The fans are clearly telling WWE what they want, and clearly they are being ignored. In my previous series I stated that I had not watched WWE programming in quite some time, as Powerslam Productions has been busy in Mississippi with our own events and the opening of our training facility, the Powershack Gym, and the fact that I teach school during the week, I don’t have any time to watch television! I haven’t even seen any of this season of Family Guy which turns my stomach. But that is enough boohooing about my lack of free time.

The point is, Sunday night for the first time since WrestleMania 29, I watched a WWE PPV. I have always loved the concept of the Royal Rumble and the good it can do to further storylines in the build to WrestleMania. I have always loved how, when booked correctly, it can launch a superstar into a major push (see Roman Reigns’ fantastic showing Sunday night). When WWE started putting Elimination Chamber matches on in February, it greatly diminished the importance of the Royal Rumble. Rumble winners lost their shots, champions lost their titles on the way to Mania, and a simple formula gets screwed up beyond recognition.

The formula of the Royal Rumble winner facing the WWE Champion at WrestleMania in the main event was brilliant and was a successful formula ever since WWE started it in 1993 with Yokozuna’s win. It launched his main event WWE career and established him as an immediate force. In 1994 they muddled their own formula with the Bret Hart/Lex Luger double win and double title shots at WrestleMania X, but the end result with Bret regaining the championship was a welcome one. Shawn Michaels 95 and 96 wins gave him Mania title matches, but 1997 saw the first real screw up of the Rumble formula when winner Stone Cold Steve Austin didn’t receive a title match, and the Shawn Michaels “I lost my smile” vacancy of the championship sent everything into a weird frenzy and the eventual title match was Sid vs. Undertaker.

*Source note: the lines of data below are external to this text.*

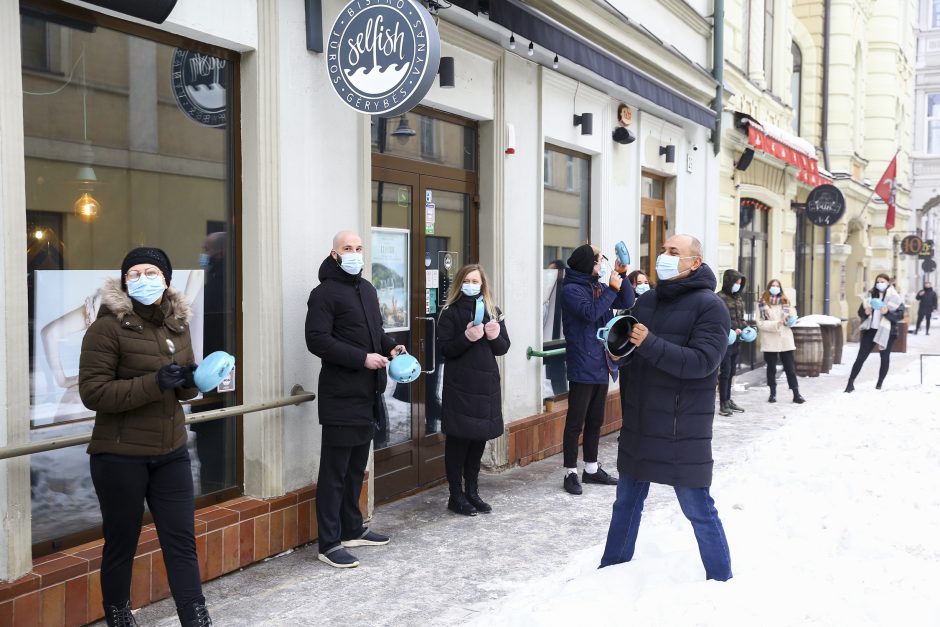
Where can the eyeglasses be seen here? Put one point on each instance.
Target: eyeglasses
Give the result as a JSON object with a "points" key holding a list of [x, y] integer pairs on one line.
{"points": [[151, 273]]}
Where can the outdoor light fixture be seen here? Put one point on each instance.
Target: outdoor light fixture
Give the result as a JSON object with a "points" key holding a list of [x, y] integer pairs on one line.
{"points": [[404, 130], [586, 122], [446, 72]]}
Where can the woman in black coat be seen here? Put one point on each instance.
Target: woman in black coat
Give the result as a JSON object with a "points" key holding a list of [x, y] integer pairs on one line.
{"points": [[472, 400]]}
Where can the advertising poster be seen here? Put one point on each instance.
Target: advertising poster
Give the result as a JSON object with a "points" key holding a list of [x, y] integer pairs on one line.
{"points": [[66, 303], [390, 269]]}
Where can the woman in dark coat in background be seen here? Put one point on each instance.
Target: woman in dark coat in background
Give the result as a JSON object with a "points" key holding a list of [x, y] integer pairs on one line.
{"points": [[472, 399]]}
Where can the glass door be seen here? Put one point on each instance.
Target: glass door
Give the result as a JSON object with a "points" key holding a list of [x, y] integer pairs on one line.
{"points": [[433, 215]]}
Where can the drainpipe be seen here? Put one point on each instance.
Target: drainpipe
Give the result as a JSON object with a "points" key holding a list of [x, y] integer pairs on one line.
{"points": [[718, 69], [824, 140]]}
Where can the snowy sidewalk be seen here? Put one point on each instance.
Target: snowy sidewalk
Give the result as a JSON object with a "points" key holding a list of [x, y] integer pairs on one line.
{"points": [[831, 508]]}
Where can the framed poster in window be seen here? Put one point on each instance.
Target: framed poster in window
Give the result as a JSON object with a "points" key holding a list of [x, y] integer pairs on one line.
{"points": [[390, 276]]}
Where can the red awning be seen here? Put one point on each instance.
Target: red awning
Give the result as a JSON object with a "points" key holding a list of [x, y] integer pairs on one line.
{"points": [[784, 150]]}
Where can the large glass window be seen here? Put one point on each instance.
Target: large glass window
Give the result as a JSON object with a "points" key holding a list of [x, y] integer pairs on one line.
{"points": [[565, 226], [128, 144], [933, 124]]}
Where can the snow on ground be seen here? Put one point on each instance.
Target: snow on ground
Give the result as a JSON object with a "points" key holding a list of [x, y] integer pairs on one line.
{"points": [[834, 519]]}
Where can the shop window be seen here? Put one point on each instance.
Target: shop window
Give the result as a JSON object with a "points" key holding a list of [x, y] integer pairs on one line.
{"points": [[933, 124], [129, 145], [565, 226]]}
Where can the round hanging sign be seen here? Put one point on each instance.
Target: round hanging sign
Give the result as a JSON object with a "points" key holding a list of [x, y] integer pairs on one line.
{"points": [[383, 55], [199, 84], [825, 205]]}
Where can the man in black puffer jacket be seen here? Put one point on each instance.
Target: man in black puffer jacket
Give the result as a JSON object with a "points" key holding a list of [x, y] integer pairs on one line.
{"points": [[344, 329], [666, 436]]}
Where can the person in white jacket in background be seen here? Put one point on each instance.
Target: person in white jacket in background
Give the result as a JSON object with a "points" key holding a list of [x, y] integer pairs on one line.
{"points": [[775, 314]]}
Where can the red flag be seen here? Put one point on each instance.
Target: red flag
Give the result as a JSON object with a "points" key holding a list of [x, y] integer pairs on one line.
{"points": [[886, 189]]}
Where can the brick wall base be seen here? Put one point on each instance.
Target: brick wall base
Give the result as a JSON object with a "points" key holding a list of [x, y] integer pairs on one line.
{"points": [[64, 589]]}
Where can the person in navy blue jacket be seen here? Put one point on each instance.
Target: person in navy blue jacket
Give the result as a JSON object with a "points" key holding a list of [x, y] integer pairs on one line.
{"points": [[666, 438], [587, 297]]}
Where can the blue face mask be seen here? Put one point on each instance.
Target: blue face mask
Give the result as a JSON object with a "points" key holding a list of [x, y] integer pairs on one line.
{"points": [[470, 289], [351, 262], [146, 291], [667, 266]]}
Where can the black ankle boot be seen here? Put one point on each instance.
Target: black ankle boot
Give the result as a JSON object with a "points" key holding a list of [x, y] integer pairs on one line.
{"points": [[473, 495], [119, 615], [459, 504], [196, 614]]}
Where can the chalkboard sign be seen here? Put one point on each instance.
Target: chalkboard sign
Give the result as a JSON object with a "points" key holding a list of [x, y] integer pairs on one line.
{"points": [[825, 205]]}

The formula was a success in 1998 with Austin winning again and defeating Shawn in the main event of Mania 14, and was yet again screwed up in 1999 with Vince winning it. I could and maybe one day will get deeper into the past Royal Rumbles but I’m straying from my main point (which I tend to do, if you’ve ever had a conversation with me about wrestling, you would know.) Not too long ago, Mark Madden wrote a column on Daniel Bryan, in which he stated that the only acceptable ending to WrestleMania XXX was for the show to close with Daniel Bryan standing as the new WWE Champion and leading 65,000 people in the largest “YES!” chant ever. He was absolutely right on the money. As much as WWE claims to listen to their “Universe”, has there ever in their history been such a clear cut case of them not? I would say no.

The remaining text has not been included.